In a lot of ways, Father Mendez is reminiscent of Mr. X from the "Resident Evil 2" remake. When Leon and Ashley first encounter the padré, he follows them down dark hallways, appears out of nowhere with terrifying jump scares, and looms menacingly tall — complete with a snazzy hat. The comparison ends there, though, and the actual battle with Mendez forces Leon to face a disturbing example of what Las Plagas can do to a person.

Mendez prays for the strength to defeat Leon, but the way that power manifests may shock players. After locking Leon in a burning barn with him, Mendez's body breaks, his spine elongating, the bare bone holding his top and bottom halves together. Long arachnid legs sprout from Mendez's back as he slowly walks towards Leon – and then the fight begins. 

After a few good hits, Mendez becomes even more spider-like, ditching his human legs and climbing around the barn.

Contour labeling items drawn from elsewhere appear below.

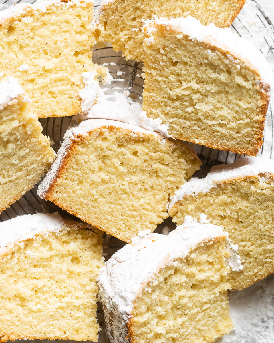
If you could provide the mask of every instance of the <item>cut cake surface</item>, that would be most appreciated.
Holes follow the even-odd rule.
[[[37,0],[0,12],[0,73],[18,80],[39,118],[82,111],[83,74],[94,65],[91,0]]]
[[[229,317],[227,236],[198,223],[135,238],[101,270],[99,296],[110,343],[212,342]]]
[[[170,137],[256,155],[273,73],[248,41],[190,16],[144,27],[143,110]]]
[[[97,342],[101,239],[57,214],[0,223],[0,342]]]
[[[170,196],[200,164],[180,142],[120,122],[90,119],[67,132],[37,194],[130,242],[168,216]]]
[[[121,50],[128,59],[143,61],[145,54],[142,27],[146,21],[155,16],[171,19],[190,15],[203,25],[212,23],[226,27],[231,25],[245,2],[245,0],[105,0],[96,15],[96,39],[111,43],[115,51]]]
[[[203,212],[228,233],[243,267],[232,272],[229,281],[233,288],[240,289],[274,272],[273,204],[274,161],[241,157],[183,185],[169,212],[178,225],[186,216],[197,219]]]
[[[55,153],[16,80],[0,82],[0,212],[39,181]]]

Leon must shoot explosive barrels to burn Mendez and live through the fight, and the atmosphere throughout the encounter captures all the urgency of being in a burning building. There are two things working against Leon here: the fire and the giant monster. As with many battles on this list, the RE Engine makes the remake's take on this boss battle look positively stunning. That, paired with Mendez's surprising evolutions, makes this fight unforgettable.

2. Osmund Saddler

What is there to say about Osmund Saddler? Players hear his name on the lips of every Ganado throughout "Resident Evil 4," but finally facing him brings his power into true focus. After Leon and Ada hit Saddler a few times in a cutscene, he cries out in rage, yelling that the pair have "forsaken the Holy Body." From there, things escalate quickly.

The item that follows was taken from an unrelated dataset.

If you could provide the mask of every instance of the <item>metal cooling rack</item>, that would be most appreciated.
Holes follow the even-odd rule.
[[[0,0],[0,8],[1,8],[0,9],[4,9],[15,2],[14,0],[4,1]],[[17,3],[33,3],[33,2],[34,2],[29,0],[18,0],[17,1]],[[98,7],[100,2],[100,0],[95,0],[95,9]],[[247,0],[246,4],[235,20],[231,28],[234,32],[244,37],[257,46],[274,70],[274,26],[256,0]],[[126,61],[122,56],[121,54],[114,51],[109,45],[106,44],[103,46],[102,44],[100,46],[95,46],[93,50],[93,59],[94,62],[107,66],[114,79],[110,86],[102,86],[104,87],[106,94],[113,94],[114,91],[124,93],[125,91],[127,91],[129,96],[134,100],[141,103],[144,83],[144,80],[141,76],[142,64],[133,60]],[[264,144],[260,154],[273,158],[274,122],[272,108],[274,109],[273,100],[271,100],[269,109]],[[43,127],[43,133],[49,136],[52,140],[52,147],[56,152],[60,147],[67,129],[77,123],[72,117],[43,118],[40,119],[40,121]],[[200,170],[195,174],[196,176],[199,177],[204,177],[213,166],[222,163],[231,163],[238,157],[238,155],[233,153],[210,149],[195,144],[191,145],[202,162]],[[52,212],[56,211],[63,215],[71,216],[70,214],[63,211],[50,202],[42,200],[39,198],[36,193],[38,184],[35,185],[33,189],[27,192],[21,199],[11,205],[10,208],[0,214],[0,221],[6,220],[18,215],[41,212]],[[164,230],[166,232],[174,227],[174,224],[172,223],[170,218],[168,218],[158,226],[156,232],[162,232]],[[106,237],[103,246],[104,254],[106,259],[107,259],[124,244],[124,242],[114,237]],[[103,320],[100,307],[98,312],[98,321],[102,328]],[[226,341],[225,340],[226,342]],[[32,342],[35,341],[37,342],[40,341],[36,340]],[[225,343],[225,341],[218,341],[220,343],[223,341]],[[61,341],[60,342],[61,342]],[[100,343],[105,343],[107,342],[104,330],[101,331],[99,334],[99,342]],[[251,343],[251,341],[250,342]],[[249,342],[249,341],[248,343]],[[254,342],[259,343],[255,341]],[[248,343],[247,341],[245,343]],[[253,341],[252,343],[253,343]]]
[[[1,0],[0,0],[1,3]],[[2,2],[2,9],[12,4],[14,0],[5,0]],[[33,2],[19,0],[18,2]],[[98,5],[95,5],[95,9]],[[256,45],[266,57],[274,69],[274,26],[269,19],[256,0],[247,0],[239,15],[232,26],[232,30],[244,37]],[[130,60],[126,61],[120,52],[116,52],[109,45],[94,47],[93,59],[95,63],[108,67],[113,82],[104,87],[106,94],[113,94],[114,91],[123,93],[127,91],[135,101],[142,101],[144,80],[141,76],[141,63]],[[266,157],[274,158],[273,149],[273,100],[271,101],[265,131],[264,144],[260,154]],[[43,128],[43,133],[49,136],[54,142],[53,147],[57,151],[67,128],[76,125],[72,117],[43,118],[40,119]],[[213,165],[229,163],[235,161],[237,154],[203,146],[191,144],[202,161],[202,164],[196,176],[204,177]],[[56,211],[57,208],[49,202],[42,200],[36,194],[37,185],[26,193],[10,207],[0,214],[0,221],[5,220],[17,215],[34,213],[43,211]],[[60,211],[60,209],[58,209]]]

Saddler mutates into his true form, sprouting arachnid-like legs and changing into something barely recognizable as human. His voices drops to a menacing growl, almost as if the multitude of Las Plagas parasites speak through him. Throughout the fight, Saddler continues to preach at Leon, arguing that humanity has been responsible for most of the tragedies in history, like war and genocide. After one more transformation into an even more abstract form, Saddler will finally fall to Leon's skills. Even though Saddler – as the final boss – should be the most cinematic experience in all of "Resident Evil 4" (and it is pretty great), the remake adds in additional content to another important fight, making Saddler's light burn a little dimmer.

1. Mutated Krauser

Just when Krauser seemed like he couldn't get any worse, he grows giant spikes out of his body.

The original "Resident Evil 4" allowed Leon to escape without really dealing the final blow. After a lengthy fight, Krauser stumbles back and clutches his chest, which explodes, pumping out Las Plagas infected goo. In the remake of the game, Leon takes a more involved role in Krauser's death.

After Krauser collapses on the ground, he gestures to his knife, telling Leon to "Do what you have to do." This cinematic sequence focuses on Leon's emotions, allowing him a moment to gaze at his reflection in the knife before finally plunging it into Krauser's chest. The scene highlights the nuances of the situation. At one time, Krauser and Leon must have been close, but while Leon matured beyond his soldier-mindset and learned to care about others, Krauser became even more intent on combat and his mercenary work. Their paths diverged, but Krauser and Leon could have been friends once, or at least partners on the battlefield. By having Leon finish off Krauser, the "Resident Evil 4" remake sends a clear message about Leon's character development.

Krauser's mutated design also gets a facelift in the remake. Instead of a metallic wing that Krauser uses like a shield, the soldier grows jagged bonelike structures out of his arms, making him appear more alien. The combination of emotional storytelling and heart-pounding action make mutated Krauser the best boss fight in the game.